From 1 July 2026, employers will need to pay employee superannuation at the same time as wages, rather than quarterly. Super must generally be received by the employee’s super fund within the required timeframe after each payday, meaning business owners will need to be more disciplined with payroll, cash flow and compliance.
For owners, the implications fall into three key areas.
1. Compliance risk
Late or unpaid super may result in Superannuation Guarantee Charge, interest, penalties, administration fees and loss of tax deductibility. In some cases, directors may also face personal exposure. Importantly, super is not treated as paid simply because it has left the business bank account, it must reach the employee’s super fund before the due date, which under Payday super will be within 7 business days.

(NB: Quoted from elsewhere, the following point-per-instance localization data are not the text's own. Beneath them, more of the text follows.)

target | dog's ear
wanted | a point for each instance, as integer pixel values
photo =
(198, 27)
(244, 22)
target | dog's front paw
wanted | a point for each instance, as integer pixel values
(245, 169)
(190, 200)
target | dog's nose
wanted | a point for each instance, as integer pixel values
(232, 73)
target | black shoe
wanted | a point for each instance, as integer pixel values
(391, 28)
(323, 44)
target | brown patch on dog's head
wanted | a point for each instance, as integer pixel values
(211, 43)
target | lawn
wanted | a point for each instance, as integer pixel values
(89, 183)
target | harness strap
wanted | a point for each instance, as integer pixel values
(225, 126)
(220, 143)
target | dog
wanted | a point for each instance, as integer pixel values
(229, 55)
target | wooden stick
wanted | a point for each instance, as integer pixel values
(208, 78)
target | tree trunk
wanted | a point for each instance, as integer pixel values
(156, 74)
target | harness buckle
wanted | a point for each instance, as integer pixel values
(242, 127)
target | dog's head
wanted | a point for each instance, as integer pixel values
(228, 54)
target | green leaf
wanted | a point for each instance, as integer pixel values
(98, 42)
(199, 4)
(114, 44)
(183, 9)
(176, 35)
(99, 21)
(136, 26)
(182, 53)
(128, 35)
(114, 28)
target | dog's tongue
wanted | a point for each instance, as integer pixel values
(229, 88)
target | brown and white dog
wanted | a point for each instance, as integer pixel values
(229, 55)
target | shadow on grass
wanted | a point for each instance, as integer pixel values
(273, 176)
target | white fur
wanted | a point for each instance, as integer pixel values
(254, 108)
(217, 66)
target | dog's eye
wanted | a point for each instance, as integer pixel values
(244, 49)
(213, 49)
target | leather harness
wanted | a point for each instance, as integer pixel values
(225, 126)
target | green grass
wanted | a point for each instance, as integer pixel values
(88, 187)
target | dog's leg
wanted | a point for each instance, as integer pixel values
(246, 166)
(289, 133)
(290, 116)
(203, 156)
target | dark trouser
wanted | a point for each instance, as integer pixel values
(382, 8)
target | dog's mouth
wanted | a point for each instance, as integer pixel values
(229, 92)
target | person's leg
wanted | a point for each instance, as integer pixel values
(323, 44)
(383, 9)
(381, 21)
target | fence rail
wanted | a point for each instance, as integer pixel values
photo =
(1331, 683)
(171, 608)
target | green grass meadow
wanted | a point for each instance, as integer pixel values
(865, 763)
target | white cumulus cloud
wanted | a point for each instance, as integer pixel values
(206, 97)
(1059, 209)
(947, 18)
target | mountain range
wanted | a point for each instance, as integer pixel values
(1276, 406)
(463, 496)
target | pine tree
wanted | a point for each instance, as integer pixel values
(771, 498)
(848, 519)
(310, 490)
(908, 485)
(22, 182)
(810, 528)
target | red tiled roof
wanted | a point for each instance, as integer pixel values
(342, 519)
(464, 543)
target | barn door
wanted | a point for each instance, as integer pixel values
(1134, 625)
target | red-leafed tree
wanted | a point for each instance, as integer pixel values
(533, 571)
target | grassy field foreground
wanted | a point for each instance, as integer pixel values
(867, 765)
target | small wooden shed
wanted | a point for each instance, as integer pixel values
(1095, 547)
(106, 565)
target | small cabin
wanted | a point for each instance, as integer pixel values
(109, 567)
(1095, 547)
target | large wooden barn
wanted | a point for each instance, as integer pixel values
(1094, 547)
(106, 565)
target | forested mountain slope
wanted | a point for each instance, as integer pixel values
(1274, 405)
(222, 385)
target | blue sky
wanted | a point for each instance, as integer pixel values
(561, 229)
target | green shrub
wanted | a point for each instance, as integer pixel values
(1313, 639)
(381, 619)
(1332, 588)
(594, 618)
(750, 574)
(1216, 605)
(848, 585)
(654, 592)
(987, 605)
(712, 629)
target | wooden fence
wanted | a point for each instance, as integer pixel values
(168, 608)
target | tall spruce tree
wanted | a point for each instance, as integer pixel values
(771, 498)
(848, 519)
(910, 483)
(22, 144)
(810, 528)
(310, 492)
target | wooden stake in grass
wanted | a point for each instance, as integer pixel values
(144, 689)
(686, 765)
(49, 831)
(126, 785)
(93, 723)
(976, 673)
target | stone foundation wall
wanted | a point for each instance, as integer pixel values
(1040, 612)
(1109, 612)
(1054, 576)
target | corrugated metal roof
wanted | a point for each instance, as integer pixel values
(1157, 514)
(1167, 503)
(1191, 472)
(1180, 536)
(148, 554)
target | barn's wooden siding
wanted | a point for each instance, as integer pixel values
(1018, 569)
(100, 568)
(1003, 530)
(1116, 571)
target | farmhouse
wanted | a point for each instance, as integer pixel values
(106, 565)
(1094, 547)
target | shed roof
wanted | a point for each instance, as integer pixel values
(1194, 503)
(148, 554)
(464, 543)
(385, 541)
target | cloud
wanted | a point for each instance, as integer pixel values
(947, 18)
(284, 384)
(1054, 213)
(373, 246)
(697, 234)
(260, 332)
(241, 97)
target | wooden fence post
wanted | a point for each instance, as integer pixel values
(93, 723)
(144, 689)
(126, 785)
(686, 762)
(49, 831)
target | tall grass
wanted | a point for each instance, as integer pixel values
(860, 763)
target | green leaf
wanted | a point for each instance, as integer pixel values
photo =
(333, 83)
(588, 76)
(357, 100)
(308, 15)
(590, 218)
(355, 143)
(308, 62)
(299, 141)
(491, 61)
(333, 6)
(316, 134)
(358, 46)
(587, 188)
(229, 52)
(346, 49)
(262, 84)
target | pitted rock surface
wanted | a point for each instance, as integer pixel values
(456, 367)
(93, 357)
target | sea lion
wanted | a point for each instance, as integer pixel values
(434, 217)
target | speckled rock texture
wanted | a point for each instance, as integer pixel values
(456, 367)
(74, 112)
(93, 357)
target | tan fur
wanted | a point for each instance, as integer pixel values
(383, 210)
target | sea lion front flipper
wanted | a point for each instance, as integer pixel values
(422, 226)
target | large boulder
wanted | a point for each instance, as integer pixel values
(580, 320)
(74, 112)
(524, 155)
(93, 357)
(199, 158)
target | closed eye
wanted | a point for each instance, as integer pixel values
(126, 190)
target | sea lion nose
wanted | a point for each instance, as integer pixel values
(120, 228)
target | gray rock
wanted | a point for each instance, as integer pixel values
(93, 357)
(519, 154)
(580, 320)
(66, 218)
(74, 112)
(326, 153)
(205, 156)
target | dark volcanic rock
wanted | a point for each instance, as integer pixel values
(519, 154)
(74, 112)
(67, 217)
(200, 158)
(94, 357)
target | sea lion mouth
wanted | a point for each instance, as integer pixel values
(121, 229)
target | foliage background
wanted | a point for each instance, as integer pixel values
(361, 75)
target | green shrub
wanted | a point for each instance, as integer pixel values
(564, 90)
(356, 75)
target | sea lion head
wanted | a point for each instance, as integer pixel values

2. Payroll and processing changes
Businesses will need to review whether their payroll software and clearing house arrangements can support payday super. The ATO Small Business Superannuation Clearing House is also expected to close, meaning some small businesses will need to move to new payroll or super payment systems. Employers should also check employee super fund details and ensure processes are updated before July 2026.
3. Financial and cash flow pressure
The biggest impact may be cash flow. Many businesses have become used to paying super quarterly, which has created a timing buffer. Payday Super removes that buffer. Super will need to be funded every pay run, alongside wages, PAYG withholding and normal operating costs.
For businesses already dealing with tight margins, slow-paying customers, tax debt or seasonal revenue, this change could place real pressure on working capital.
What owners should do now: review payroll systems, model the cash flow impact, check super fund details, and speak with their accountant or advisor before the rules commence.
Payday Super is more than a compliance change. It is a shift in how businesses manage payroll, cash flow and financial discipline. Early preparation will reduce the risk of penalties and help business owners avoid unnecessary pressure when the changes begin.